これはミラン時代のクリスマスツリーについてですが、仕組みはこの時のクリスマスツリーと同じなので、弱点も一緒です。スムーズなネガトラに進んだところで可変システムにおける4-4-2へのシステム変更はどうしても時間がかかってしまうので、SBへのプレスは遅れてしまう。ヴィニシウスにロドリゴは、ネガトラでは内側に絞るので、仮にSBに張り付いていたらCB→ボランチへの展開を楽に許してしまう。だからSBに関しては割り切っています。

バルサがレアルから勝ち点3を奪うためには、確実にレアルの穴を攻めなければなりません。となれば、このSBを起点にゲームを組み立てる必要がある。


カギになるのはこの2人じゃ!!

クンデさん
クバルシ君(17)


バルサのポゼッションは5トップ化するので、恐らくクロースがネガトラで引っ張られて5バック化になりそう。中盤ではクリステンセン・ギュンドアンvsベリンガム・チュアメニ・バルベルデでレアル優位ですけど、後方は3バックvsヴィニ・ロドリゴなので数的不利。そして何よりもアンチェロッティが危惧する敵SBへのプレスが遅れてしまうという現象。バルサ側からしたらクンデorクバルシのどちらかが絶対空くので、対面するはずのバルベルデにベリンガムがそれぞれのプレスに時間がかかってしまう。アンチェロッティも認めざるを得ないネガトラにおける空白の時間が生まれるので、バルサとしてはそこを的確に突いていきたい。バルサとしては、ここでイニシアチブを握れなければ中盤を制することはまずないです。なぜならクリステンセンが中盤の1枚に入ることが濃厚なので、彼は守備専なのでポゼッションからは積極的にアグレッシブに逃げます。実質フレンキー1枚です。ヘルプで左ウイングが左ハーフスペースにひょっこりはんと顔を出しますが、フェリックスならなんとかなるかもしれませんが、ここ最近好調のラフィーニャが出てくる可能性もあるので読めん。今回はボールを受けに来れるという意味でフェリックスの方が良さげな気もするけど、果たしてチャビの人選は如何に。




■二度あることは三度あるか、三度目の正直か

正直に言えば、バルサの勝ち筋はこのクンデとクバルシのエリアで起点になれなければ無理ゲー。これしかない。

レアルの最終ラインが怪我人ばかりでまともなローテーションを組めていないという人材的事情を突くというのもありますが、シティなどを抑えられている現実を考えたら難しいでしょ。

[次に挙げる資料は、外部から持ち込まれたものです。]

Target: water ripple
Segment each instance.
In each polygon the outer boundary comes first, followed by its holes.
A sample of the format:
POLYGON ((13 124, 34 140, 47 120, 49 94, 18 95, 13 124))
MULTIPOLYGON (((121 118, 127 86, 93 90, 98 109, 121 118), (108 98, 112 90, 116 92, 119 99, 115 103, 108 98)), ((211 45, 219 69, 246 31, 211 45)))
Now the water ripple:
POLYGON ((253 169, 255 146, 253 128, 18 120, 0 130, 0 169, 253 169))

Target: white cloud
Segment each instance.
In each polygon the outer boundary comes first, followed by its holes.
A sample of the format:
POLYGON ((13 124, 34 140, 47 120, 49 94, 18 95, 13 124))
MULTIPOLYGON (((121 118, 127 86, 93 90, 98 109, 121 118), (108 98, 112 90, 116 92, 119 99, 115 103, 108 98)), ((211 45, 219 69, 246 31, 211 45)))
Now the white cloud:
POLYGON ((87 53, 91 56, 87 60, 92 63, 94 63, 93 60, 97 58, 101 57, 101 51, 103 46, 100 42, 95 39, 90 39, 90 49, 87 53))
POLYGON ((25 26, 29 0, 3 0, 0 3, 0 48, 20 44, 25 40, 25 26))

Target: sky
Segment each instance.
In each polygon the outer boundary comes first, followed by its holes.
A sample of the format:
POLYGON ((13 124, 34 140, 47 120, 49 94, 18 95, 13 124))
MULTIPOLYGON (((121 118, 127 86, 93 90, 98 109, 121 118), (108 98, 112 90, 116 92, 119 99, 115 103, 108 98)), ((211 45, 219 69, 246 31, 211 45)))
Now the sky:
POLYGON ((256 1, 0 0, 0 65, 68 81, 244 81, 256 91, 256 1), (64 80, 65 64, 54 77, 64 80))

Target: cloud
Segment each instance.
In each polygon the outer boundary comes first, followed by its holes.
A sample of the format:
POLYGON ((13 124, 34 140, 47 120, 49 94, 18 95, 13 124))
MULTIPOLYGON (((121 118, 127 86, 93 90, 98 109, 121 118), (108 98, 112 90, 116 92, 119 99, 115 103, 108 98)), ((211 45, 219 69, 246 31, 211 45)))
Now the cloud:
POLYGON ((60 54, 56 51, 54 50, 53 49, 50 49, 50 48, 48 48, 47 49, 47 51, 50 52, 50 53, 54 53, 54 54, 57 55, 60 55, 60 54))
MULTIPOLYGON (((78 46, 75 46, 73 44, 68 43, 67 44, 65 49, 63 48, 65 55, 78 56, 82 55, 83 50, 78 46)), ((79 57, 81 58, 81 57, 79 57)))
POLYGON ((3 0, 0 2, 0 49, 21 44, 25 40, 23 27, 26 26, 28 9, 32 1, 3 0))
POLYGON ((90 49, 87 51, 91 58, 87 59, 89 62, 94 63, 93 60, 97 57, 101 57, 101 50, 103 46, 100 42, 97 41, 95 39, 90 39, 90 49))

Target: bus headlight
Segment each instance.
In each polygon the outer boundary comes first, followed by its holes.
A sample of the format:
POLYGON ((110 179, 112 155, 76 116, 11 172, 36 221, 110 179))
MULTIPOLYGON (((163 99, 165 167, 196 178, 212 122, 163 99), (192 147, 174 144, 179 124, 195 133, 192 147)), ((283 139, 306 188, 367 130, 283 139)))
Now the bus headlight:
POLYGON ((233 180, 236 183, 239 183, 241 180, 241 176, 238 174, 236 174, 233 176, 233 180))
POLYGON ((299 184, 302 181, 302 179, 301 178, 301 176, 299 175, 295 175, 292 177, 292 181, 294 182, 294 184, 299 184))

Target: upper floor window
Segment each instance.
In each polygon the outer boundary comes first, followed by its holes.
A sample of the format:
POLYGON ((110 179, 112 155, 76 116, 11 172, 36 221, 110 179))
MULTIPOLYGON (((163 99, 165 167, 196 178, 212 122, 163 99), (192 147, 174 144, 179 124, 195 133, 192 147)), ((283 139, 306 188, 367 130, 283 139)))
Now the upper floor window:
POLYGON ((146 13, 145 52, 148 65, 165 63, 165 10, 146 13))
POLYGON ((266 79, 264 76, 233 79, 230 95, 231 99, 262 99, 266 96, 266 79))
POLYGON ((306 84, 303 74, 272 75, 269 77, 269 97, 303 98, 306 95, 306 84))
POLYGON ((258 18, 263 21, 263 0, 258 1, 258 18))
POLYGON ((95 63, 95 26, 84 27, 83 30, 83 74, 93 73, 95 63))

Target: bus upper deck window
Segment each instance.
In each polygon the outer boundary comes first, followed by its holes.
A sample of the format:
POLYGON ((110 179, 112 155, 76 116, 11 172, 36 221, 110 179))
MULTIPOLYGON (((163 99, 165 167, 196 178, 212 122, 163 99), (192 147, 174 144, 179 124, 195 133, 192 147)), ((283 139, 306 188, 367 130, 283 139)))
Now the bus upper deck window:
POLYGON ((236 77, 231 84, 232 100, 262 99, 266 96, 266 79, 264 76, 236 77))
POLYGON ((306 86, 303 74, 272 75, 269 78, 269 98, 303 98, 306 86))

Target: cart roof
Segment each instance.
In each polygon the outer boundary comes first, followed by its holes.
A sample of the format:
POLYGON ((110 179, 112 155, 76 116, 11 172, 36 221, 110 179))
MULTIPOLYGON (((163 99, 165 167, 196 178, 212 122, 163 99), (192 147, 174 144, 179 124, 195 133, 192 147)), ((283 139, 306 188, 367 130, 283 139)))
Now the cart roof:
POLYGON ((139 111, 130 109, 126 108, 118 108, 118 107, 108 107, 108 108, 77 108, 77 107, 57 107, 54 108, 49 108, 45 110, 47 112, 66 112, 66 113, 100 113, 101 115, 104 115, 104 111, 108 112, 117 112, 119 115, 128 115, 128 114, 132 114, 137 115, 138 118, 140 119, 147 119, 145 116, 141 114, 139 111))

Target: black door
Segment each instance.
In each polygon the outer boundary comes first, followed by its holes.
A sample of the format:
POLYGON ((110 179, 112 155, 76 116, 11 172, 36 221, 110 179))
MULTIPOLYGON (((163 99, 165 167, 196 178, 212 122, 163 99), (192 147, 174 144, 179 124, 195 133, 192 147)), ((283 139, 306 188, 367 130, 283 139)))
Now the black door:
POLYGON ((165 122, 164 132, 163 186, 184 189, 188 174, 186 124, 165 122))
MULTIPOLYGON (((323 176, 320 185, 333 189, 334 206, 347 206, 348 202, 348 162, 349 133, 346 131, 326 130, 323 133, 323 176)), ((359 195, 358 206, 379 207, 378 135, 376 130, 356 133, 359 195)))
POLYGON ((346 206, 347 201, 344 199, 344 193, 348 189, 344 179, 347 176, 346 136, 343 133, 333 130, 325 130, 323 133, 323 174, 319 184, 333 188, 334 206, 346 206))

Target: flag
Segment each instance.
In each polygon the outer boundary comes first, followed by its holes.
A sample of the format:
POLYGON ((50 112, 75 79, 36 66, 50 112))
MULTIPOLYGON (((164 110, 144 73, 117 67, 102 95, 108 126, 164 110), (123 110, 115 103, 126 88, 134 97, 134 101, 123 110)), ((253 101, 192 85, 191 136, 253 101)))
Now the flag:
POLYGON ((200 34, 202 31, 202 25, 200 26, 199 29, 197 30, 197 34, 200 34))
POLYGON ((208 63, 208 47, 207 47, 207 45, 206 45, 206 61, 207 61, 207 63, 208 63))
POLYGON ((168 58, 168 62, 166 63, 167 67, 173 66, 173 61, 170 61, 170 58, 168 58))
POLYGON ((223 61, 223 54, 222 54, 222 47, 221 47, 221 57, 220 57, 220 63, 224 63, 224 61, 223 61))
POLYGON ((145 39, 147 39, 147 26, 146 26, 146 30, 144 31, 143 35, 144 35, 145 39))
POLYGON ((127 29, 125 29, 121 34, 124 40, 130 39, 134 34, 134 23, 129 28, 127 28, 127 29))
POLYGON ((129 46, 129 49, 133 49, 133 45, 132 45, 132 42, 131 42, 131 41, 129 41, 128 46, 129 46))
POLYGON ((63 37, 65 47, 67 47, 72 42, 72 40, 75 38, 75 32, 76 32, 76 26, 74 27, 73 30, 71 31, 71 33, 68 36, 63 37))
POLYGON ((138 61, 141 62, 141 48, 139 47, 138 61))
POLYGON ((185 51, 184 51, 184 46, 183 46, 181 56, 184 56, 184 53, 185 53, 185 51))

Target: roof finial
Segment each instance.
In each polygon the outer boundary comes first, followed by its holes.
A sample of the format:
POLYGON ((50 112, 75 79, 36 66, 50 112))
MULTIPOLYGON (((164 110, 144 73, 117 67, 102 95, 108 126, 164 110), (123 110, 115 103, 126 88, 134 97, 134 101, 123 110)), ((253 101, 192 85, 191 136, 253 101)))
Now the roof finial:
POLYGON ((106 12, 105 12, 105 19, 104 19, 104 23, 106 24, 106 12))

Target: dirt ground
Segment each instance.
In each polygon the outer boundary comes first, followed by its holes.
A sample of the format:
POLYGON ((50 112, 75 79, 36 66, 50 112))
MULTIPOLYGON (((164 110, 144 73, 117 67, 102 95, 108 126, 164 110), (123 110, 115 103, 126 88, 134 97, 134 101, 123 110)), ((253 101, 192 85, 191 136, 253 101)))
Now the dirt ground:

レアルの歴史上、穴という穴は複数存在しています。これはレアルの歴史上常にそうです。完璧になったことがないのがレアル。それでもアンチェロッティが絶妙過ぎるバランスで蛇口を閉めているので高いレベルでインテンシティをキープできている。だからこそ狙う首は1本に絞るべき。今のバルサはこれ出来なければアレ!とか、そんな器用なマネできないから!!



3回目のバトル。力を見せつけるか、リベンジを果たすか。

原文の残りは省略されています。